Washington’s ‘regime-change’ strategy was based on instigating internal chaos in Syria through the use of CIA training and weapons of armed fighters following Radical Islam, which they thought would end with an Islamic State as opposed to the existing secular government in Damascus, and supported through the coffers of Saudi Arabia and Qatar, both nations state sponsors of Radical Islam.
The US lost the war in Syria. But, Washington will continue to isolate Russia and try to prevent the unchanged government in Damascus from the gas reserves off-shore.
Turkey began the US-NATO war against Syria as a team player. Turkey was used as a transit point for all the hundreds of thousands of foreign terrorists from the four corners of the globe who flocked to Syria on Team-USA to oust the Syrian government, in favor of Radical Islam. However, Turkey feels left out of the lucrative gas deals, and envious of its neighbors in the eastern Mediterranean.
Turkey is trying to disrupt energy exploration. Meanwhile, it is the babysitter of the Al Qaeda terrorists in control of Idlib and determined to maintain the status quo in Idlib.
While Russia has been in the Syrian port of Tartus for decades, it was in 2015 that they were invited to Syria militarily in the darkest days of terrorist expansion. The Russians have a long and bloody experience with Radical Islamic terrorists on Russian soil. With Syria laying on the southern front of Russia, it was seen as a national security threat to allow an Islamic state to be proclaimed in Damascus, even if it was only the Muslim Brotherhood politicians supported by the US and housed in hotels in Istanbul.

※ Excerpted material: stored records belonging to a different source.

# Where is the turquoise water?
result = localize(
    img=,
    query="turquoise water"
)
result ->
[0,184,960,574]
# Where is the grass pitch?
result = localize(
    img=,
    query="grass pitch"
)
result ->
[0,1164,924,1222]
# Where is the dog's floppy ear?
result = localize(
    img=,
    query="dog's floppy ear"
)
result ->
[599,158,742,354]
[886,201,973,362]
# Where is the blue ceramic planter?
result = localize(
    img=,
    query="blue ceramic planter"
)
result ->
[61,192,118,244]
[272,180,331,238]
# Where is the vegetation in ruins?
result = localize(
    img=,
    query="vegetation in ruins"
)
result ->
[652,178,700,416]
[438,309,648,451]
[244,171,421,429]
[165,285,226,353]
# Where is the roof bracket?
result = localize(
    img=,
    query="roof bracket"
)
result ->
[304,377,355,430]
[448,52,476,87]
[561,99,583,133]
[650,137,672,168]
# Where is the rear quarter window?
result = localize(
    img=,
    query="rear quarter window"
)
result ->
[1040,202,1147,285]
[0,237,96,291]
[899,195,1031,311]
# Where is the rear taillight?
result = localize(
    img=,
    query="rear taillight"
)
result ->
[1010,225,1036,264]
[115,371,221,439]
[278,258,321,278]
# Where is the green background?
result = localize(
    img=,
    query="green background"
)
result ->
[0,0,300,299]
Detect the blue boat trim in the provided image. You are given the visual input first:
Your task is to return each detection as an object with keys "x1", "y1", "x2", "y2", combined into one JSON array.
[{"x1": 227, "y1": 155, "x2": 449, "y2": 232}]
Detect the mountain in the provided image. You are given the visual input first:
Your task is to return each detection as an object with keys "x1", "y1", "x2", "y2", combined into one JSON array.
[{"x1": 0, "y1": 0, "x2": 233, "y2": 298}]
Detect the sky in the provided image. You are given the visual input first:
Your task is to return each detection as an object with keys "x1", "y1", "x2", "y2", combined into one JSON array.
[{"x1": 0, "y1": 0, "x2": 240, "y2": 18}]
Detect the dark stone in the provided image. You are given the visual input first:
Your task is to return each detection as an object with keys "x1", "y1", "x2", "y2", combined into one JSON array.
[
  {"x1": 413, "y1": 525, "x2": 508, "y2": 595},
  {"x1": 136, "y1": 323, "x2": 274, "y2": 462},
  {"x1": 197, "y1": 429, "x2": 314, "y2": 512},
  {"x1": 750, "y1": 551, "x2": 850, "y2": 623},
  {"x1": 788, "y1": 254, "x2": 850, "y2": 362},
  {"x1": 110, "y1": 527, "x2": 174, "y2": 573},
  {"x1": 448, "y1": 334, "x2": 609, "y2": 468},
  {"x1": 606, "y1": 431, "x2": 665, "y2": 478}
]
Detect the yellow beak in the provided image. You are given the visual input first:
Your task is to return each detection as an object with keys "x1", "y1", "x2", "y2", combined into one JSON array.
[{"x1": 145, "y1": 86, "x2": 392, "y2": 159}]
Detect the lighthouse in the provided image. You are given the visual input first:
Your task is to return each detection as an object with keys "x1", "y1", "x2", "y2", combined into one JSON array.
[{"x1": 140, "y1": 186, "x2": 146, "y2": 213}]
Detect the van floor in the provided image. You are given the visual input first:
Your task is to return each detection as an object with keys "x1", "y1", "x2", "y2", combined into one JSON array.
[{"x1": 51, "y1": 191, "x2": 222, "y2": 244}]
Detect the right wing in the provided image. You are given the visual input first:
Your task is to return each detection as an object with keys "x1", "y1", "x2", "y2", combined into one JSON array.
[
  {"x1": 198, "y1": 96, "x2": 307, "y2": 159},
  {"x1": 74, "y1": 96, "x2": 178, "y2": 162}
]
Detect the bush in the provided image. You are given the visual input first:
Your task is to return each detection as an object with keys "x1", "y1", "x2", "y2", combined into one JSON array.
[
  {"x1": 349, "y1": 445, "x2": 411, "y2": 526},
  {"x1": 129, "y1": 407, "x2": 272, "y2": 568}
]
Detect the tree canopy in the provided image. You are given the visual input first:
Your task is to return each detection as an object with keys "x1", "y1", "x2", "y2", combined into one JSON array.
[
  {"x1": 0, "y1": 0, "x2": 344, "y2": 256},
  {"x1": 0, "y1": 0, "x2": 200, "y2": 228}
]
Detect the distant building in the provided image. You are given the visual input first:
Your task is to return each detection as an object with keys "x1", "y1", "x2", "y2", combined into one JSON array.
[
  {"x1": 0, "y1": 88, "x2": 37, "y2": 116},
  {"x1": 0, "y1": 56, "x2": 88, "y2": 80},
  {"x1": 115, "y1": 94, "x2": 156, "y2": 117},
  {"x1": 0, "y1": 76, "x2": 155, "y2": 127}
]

The Russians felt they could either defeat the terrorists in Syria or wait and fight them on the streets of Moscow. Radical Islam is neither a religion, nor a sect, but a political ideology that is very difficult to deal with once US weapons are placed in their hands.
In 2012, F. William Engdahl wrote a prophetic article “Syria, Turkey, Israel and a Greater Middle East Energy War”. He wrote, “The battle for the future control of Syria is at the heart of this enormous geopolitical war and tug of war. Its resolution will have enormous consequences for either world peace or endless war and conflict and slaughter.”
Engdahl theorized that Syria would ultimately be a major source for Russian-managed gas flows to the EU.
In late 2015, Pepe Escobar, a journalist with Asia Times, wrote a groundbreaking article “Syria: Ultimate Pipelineistan War”.
Escobar wrote, “Syria is an energy war. With the heart of the matter featuring a vicious geopolitical competition between two proposed gas pipelines, it is the ultimate Pipelinestan war.”
In the article, he takes you back to 2009 when Qatar proposed to Damascus the construction of a pipeline traversing Saudi Arabia, Jordan, and Syria to Turkey, to supply the EU.
However, in 2010 Syria chose a competing project, the $10 billion Iran-Iraq-Syria pipeline. That choice set into motion what the western media terms as the Syrian civil war, but in reality was never civil, and was a classic US ‘regime-change’ project which featured a cast of thousands, and among the supporters were the heads of state from most of the civilized world.
After 10 years of war, Syria may finally be approaching the endgame. President Assad’s government is looking to post-war recovery and reconstruction, which will need foreign and domestic investments. The energy sector is crucial. Syria’s oil exports accounted for 30% of pre-war revenue, and the prospect of gas output was revealed just as the war ramped up. US and EU sanctions will make foreign investment difficult, but the world is watching Russia in the waters off Syria.